It’s important to note that in terms of gate-count metrics, FPGA technology and SoC technology do not compare well, and FPGA gate counts are given as a rough approximation.

Even if all SoC logic may be mapped into FPGA, the utilization may be limited owing to one or more of the following reasons:

Recommendation: FPGA designs with high utilization levels are less likely to run at the peak clock rates. Also, highly utilized designs run the risk of exceeding available resources if or when the design grows because of mid-project design changes. While FPGA utilization levels of over 90% are possible, it is recommended to limit initial utilization levels to 50%.

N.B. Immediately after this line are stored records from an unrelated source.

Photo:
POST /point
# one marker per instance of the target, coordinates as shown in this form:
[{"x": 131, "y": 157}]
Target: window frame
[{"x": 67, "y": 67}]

4.2.6. FPGA resource estimation

In estimating the FPGA resources used in a given SoC design, the resources that need estimation are: FPGA IO, random logic, FFs, memory blocks, arithmetic elements and clocks. Manually estimating resources such as memory blocks, multipliers and high-speed IO is fairly straight forward and fairly accurate but estimating random logic and FFs is more difficult and the margin for error is greater. Therefore it is advised to first establish if the design will fit in an FPGA based on the special resources and as soon as the design is synthesizable run it through the synthesis tool for an accurate FPGA resources usage estimate. If the design is synthesizable, it is recommended to use a quick synthesis evaluation that will indicate expected resource utilization.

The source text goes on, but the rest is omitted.